In the exposition of Exit West, the omniscient narrator introduces the setting by stating: “It might seem odd that in cities teetering at the edge of the abyss young people still go to class” (Hamid 3). What about this might seem odd? Is it the action itself? Or the circumstances in which the actions are still being performed? Why and to whom might this seem odd?
More so than establishing the peculiarity of the circumstances, this sentence identifies who Hamid’s audience is: readers living in a position of removed from these circumstances, who would not know what it is like to live in a city “teetering at the edge of the abyss,” where going to school is optional after a certain age and seen as a time-consuming expectation. The act of going to school in these circumstances seems odd because for this audience, living in these circumstances— I mean actually living and having to go through day to day actions to find comfort, not the snapshot of life in these circumstances presented in mass media of survival— doesn’t exist. There is only the suffering, war, and general unwellness in these presentations. There is no individual. There is no struggle to establish a lifestyle between survival and comfort. By this, I mean, individuals in these circumstances, like the audience, do not merely want to exist, they want to experience, interact and find a sense of comfort regardless of these circumstances. Perhaps this is why Hamid states that “it might seem odd,” not “it is odd.”
However, the use of the subjunctive in itself is odd coming from an omniscient narrator. A narrator who knows what is happening in the dark bedroom in Australia when the wife’s husband is away and inside the mind of an old maid outside Marrakesh, while his primary characters are far removed and disconnected from these scenes. However, for an omniscient narrator, the knowledge, emotions, and reactions of the audience is denied and unobtainable to their knowledge. The narrator may infer at information about the audience and how they might react accordingly, but ultimately this is speculation. The subjunctive is one of the few— if not the only place— places where the narrator does not employ the indicative to compensate for he cannot know. He can know that likely those who will read this narrative, given the mode which costs almost $20 US dollars, lives where the book can be shipped without regulations on what information can be accessed. With this, the narrator can assume that many of us have not lived in circumstances like Nadia or Saeed, an assumption that would be uncomfortably accurate for readers like myself. However, even if this assumption is true, he cannot absolutely know that we will find this detail odd, but can expect that we might. By using the subjunctive to reflect the audience reactions to the work and the indicative regarding the narrative, the narrator does not lose ethos by making a conclusion which is likely odd to much of his audience, but not necessarily all.
Going back to my first, initial question: What about this might seem odd? I don’t think that specifically what might seem odd is that young person— such as Saeed and Nadia— “go to class” in circumstances like this, but that they establish a routine with actions similar to those performed by the audience with more luxurious circumstances. They go to class, they have sex, they get coffee on dates, they smoke weed together, they work, they desire hot showers at the end of the day. None of these actions or preferences are necessarily strange in their own right, in fact, what is possibly most strange is how incredibly normal they are for young, unmarried individuals.
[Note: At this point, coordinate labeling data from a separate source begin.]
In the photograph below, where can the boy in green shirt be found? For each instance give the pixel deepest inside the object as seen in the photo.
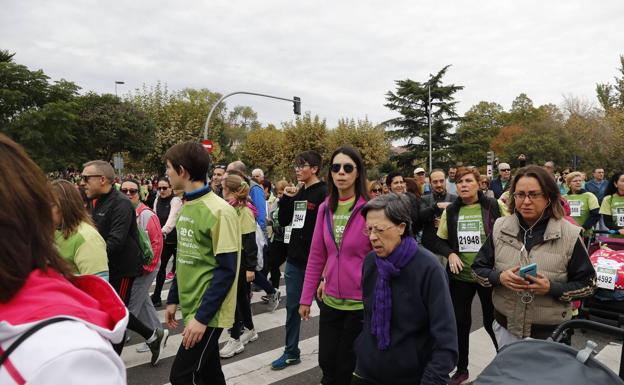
(208, 257)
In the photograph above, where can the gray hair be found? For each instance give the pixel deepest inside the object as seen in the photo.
(102, 167)
(396, 207)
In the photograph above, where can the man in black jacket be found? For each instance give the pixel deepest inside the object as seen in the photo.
(297, 212)
(115, 220)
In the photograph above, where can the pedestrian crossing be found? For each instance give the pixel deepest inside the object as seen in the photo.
(253, 365)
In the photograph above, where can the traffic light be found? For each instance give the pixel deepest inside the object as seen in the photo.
(297, 105)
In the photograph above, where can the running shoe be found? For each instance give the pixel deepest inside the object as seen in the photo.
(284, 361)
(158, 345)
(231, 348)
(248, 336)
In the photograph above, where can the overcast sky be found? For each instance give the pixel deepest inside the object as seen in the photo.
(340, 57)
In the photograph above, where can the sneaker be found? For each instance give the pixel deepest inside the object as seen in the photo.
(143, 348)
(249, 336)
(231, 348)
(459, 377)
(158, 345)
(274, 300)
(284, 361)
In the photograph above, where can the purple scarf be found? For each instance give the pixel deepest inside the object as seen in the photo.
(388, 268)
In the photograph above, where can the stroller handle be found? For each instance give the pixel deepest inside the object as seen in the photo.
(585, 324)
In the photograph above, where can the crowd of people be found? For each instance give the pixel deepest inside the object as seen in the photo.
(393, 264)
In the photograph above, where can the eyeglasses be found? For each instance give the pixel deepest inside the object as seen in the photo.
(85, 178)
(301, 166)
(532, 195)
(129, 191)
(376, 230)
(348, 167)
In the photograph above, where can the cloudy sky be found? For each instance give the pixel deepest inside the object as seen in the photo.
(340, 57)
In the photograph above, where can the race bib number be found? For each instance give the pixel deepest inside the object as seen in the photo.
(301, 208)
(469, 236)
(287, 232)
(605, 277)
(619, 216)
(575, 208)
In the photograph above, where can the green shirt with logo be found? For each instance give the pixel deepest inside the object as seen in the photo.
(614, 205)
(85, 250)
(206, 227)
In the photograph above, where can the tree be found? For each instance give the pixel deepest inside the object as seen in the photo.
(411, 101)
(475, 132)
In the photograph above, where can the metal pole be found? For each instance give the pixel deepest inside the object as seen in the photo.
(429, 118)
(214, 107)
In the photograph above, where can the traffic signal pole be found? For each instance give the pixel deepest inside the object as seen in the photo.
(295, 100)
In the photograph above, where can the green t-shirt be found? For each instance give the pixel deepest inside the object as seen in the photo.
(341, 217)
(206, 226)
(580, 206)
(614, 205)
(470, 237)
(85, 250)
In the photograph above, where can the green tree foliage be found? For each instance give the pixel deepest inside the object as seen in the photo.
(411, 101)
(475, 132)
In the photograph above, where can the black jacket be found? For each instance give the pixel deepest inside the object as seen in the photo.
(115, 220)
(490, 212)
(423, 333)
(300, 239)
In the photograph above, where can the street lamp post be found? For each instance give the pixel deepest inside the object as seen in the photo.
(295, 100)
(118, 82)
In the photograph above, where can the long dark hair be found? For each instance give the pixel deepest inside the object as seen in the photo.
(361, 189)
(611, 188)
(26, 224)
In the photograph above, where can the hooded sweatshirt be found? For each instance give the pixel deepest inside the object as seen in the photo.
(76, 351)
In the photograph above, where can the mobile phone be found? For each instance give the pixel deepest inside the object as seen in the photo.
(530, 269)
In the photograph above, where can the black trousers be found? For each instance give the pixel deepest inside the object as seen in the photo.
(338, 330)
(123, 287)
(169, 250)
(199, 365)
(242, 316)
(462, 294)
(276, 253)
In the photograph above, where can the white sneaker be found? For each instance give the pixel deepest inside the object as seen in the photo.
(143, 348)
(248, 336)
(231, 348)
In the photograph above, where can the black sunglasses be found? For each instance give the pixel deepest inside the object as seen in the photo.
(131, 191)
(348, 167)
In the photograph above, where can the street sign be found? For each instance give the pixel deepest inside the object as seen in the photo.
(207, 143)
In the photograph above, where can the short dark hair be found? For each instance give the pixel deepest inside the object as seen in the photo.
(391, 176)
(547, 184)
(312, 158)
(192, 157)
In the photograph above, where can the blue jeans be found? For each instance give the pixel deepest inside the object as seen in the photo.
(294, 286)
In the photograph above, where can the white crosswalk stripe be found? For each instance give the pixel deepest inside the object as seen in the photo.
(255, 369)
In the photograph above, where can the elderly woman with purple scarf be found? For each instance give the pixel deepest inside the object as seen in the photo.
(409, 334)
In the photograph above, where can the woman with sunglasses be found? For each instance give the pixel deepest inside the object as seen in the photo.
(76, 237)
(337, 253)
(167, 206)
(140, 303)
(464, 226)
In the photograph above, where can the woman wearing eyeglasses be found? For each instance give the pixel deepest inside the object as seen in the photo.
(409, 334)
(531, 300)
(76, 237)
(337, 252)
(464, 226)
(167, 206)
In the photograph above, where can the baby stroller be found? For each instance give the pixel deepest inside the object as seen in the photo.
(550, 362)
(607, 303)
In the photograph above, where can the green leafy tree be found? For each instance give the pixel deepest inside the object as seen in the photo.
(411, 101)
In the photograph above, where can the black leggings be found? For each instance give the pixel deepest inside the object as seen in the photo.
(462, 294)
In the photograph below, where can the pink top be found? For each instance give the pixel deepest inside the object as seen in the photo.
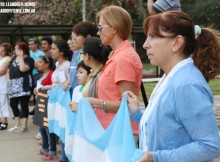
(124, 65)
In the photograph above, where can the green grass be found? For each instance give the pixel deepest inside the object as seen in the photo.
(214, 85)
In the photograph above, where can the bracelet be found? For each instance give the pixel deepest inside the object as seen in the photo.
(103, 105)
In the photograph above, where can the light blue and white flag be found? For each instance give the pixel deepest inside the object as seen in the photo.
(92, 143)
(57, 106)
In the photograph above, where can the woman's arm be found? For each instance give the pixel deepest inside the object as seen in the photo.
(112, 106)
(4, 68)
(65, 84)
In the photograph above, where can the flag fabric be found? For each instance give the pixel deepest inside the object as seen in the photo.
(84, 137)
(57, 107)
(91, 142)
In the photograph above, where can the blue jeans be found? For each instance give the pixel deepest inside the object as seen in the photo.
(48, 141)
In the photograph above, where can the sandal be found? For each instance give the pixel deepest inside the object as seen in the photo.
(3, 126)
(49, 157)
(42, 152)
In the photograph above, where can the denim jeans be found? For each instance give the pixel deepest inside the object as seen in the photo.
(48, 141)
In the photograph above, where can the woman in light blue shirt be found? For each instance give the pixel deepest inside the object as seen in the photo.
(179, 123)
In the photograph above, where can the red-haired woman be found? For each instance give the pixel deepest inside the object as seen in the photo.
(5, 53)
(20, 85)
(179, 122)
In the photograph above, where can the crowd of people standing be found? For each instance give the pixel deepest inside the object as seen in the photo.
(101, 64)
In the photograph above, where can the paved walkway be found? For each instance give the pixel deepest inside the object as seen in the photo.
(23, 147)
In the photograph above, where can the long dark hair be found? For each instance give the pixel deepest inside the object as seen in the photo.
(50, 61)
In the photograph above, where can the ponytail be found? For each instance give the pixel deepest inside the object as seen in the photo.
(206, 55)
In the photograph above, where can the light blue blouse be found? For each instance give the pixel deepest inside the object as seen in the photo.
(182, 127)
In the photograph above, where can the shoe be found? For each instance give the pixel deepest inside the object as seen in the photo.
(22, 130)
(42, 152)
(31, 112)
(3, 126)
(49, 157)
(13, 129)
(38, 136)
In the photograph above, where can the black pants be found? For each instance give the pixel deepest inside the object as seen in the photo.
(24, 101)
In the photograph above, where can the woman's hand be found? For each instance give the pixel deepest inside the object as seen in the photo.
(73, 106)
(65, 85)
(147, 157)
(132, 102)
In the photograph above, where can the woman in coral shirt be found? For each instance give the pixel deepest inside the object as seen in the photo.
(123, 70)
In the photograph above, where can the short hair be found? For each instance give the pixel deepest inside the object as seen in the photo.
(50, 61)
(24, 47)
(8, 48)
(85, 28)
(64, 47)
(93, 47)
(204, 48)
(118, 18)
(81, 64)
(35, 40)
(49, 40)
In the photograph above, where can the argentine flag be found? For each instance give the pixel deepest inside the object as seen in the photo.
(57, 104)
(92, 143)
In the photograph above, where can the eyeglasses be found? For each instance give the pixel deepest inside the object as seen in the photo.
(99, 27)
(47, 59)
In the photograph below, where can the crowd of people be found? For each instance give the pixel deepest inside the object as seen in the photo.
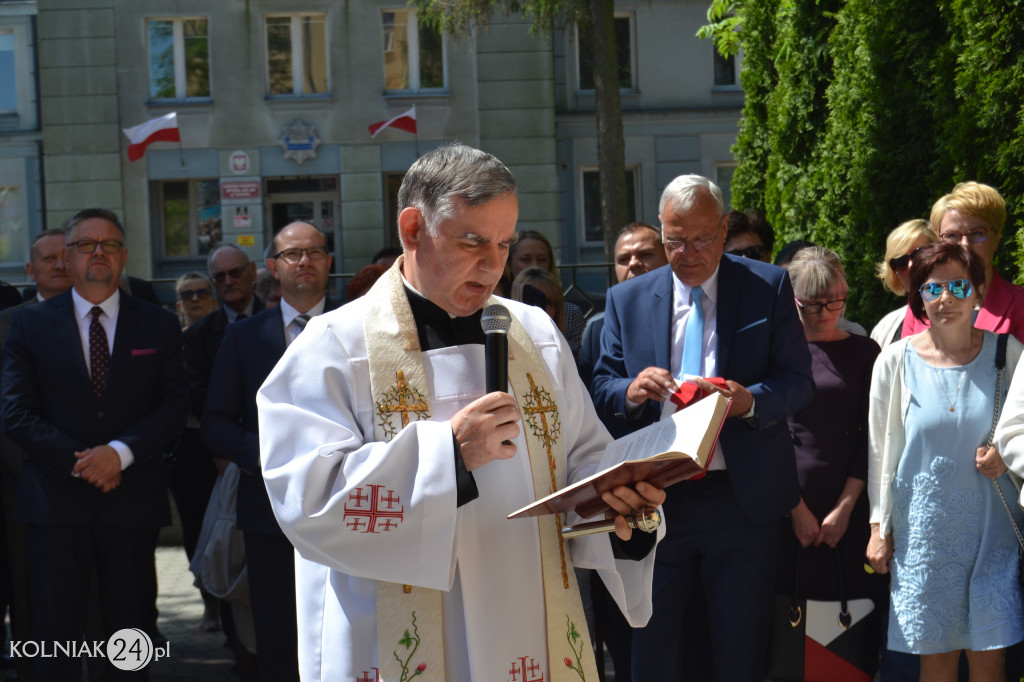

What would seem odd then is that these actions are conducted even in circumstances of increased risk. The culture in this city is devoutly religious both in public through mandatory garb and in private through expected prayer and the ongoing war which bombards through the city at all times of the day. Individuals, with these actions, would be aware of the threat they cause to the expectations of the society and danger of the times.
From an outside perspective, these actions might seem like an illogical risk, not worth the possible reward. However, the dangers of the war, specifically, threaten even those within whatever comfort their home provides as bombs drop through rooftops and bullets crash through bedroom windows. Perhaps what would be odder is if these individuals— especially young people— stopped seeking comfort beyond what walls and religion provide and instead waited to become part of the collateral damage; to sit and wait in fear without any attempt to relieve oneself from these circumstances.
These small normalities of life— school, sex, hot showers, etc.— provide comforts of human interaction, expression, intimacy, and in a sense of escape. To the audiences, these actions are simple, unimportant, and somewhat rudimentary aspects of the daily life. If they have always been expected and continue to be expected after a brief intermission, then maybe yes, they would not be worth the risk.
However, that is not the case in this city or the individuals within it. The war is ongoing and without a definitive end. This city is “teetering at the edge of the abyss,” gently rocking in and away from the dangerous slip over the edge. This risk is constant, but outside the control of any single individual. Would these actions not be even more necessary then for the individual who is seemingly trapped by their circumstances? Do they not need expression and intimacy, even more, to comfort the fears of the possible fall? Are these actions odd at all in these circumstances, that individuals like Saeed and Nadia would continue everyday actions as if the city might not slip into the abyss? Why then must the narrator maintain his ethos by stopping mid-exposition to comment on this possible perspective, to propose it in the subjunctive, before continuing the exposition, rather than just continuing with the indicative?